After only one person was found guilty for the deaths of 34 people in an explosion in 2015 that became known as ‘the Suruç Massacre’ and was sentenced to 34 life sentences, the families of the victims gathered in Istanbul to make a statement and protest against the insistence of the court to narrowly focus the case on only three defendants, and with only a single verdict at the end of the trial, MA reported.
The Suruç Families Initiative organised the press conference at the Istanbul branch of Turkey’s Human Rights Association (IHD).
The families heavily criticised the court for having rejected their appeals to include other suspects including one person who had been reported to have provided the bomb for the massacre. They also criticised the court for refusing to listen to the victims families and their lawyers.
34 individuals were killed in Turkey’s Kurdish-majority town of Suruç in the lethal bomb attack as they gathered to travel to Syria’s northeastern town of Kobane, adjacent on the border to Suruç, on 20 July 2015.
The group, organised by the Federation of Socialist Youth Associations, had taken part in an aid project to deliver humanitarian aid and rebuild Kobane, destroyed after the devastating attacks of the Islamic State (ISIS).
The bombing on 20 July was reportedly claimed by ISIS.
What happened at the last session of the trial on 22 October?
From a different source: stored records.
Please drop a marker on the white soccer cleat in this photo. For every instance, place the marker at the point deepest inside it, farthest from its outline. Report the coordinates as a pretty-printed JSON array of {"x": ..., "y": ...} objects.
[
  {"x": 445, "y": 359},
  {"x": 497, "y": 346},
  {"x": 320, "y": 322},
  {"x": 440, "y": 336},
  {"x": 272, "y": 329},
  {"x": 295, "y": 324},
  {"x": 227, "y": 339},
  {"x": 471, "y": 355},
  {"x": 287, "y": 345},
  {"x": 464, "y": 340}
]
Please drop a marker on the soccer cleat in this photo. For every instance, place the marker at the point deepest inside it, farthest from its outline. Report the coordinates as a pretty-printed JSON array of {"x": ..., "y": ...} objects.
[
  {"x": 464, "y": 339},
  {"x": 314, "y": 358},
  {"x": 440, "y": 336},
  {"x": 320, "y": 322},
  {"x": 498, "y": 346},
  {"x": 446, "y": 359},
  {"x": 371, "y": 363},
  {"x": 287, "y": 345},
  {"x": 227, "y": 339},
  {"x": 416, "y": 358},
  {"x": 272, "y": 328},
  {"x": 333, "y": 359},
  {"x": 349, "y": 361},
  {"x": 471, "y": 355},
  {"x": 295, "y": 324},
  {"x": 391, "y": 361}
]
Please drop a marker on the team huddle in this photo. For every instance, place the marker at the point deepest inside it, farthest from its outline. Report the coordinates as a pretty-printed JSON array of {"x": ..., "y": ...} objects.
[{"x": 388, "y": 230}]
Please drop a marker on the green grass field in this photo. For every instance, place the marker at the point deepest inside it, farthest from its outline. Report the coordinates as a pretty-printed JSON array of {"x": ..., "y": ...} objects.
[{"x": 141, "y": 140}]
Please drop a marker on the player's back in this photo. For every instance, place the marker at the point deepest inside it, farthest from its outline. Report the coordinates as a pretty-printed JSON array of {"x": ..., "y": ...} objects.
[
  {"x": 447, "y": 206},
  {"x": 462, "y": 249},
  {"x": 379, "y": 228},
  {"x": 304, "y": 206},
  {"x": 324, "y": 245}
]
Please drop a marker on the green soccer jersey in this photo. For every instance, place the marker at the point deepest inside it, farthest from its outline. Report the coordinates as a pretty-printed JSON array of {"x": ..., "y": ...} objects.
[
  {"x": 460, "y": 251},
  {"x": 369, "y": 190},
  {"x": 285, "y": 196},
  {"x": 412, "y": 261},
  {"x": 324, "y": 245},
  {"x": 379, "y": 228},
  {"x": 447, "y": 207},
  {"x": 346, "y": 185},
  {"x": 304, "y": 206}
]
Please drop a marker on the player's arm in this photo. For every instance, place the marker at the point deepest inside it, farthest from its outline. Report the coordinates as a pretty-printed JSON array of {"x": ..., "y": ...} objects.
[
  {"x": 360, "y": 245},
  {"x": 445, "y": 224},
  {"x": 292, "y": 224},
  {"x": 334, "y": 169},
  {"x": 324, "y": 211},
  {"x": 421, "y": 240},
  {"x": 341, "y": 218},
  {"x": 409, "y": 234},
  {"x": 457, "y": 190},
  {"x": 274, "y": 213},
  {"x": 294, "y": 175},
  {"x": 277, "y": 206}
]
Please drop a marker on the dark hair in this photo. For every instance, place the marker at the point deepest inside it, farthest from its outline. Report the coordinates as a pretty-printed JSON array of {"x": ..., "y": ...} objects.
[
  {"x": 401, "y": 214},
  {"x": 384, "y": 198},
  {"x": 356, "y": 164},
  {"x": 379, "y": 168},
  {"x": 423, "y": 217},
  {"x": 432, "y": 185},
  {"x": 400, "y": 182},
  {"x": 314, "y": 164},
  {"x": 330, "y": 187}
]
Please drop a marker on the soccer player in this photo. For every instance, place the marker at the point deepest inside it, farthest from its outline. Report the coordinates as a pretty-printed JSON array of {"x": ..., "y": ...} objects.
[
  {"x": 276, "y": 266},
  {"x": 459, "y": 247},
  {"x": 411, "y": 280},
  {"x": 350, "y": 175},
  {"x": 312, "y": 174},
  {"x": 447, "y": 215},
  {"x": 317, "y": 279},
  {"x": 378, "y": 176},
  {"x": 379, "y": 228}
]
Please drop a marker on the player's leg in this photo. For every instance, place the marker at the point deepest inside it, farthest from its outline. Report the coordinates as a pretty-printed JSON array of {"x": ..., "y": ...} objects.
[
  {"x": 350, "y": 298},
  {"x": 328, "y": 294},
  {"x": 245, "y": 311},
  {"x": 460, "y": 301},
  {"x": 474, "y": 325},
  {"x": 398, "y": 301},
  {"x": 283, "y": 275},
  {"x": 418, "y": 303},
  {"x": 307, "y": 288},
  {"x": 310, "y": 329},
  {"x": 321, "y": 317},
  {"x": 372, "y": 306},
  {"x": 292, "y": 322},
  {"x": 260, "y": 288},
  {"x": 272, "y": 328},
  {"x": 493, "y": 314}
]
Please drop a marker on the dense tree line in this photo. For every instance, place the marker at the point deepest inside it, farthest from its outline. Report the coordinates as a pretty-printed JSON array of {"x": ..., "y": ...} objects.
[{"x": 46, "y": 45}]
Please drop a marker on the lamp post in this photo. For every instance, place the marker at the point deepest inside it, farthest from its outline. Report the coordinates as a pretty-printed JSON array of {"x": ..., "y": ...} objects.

A lawyer and legal representative of the families asked for the inclusion in the trial of Azzo Halaf Süleyman el Aggal, captured on 11 January 2021.
The Turkish Ministry of the Interior had earlier officially announced that he was the person who provided the bomb used in the Suruç Massacre and who had acted in coordination with ‘Abu Bera’ Mahir El Aggal, the ISIS member who planned the fatal bombing.
The judges unanimously rejected the appeal. The judges in the case had also filed criminal complaints against Çağla Seven who was wounded in the bombing, Fethi Aydın whose son was killed in the bombing, the lawyer Sezin Uçar who stated during the last session that the court wasn’t ‘independent’, and the co-chair of the Socialist Party of the Oppressed (ESP) on charges that they had insulted and threatened the judges.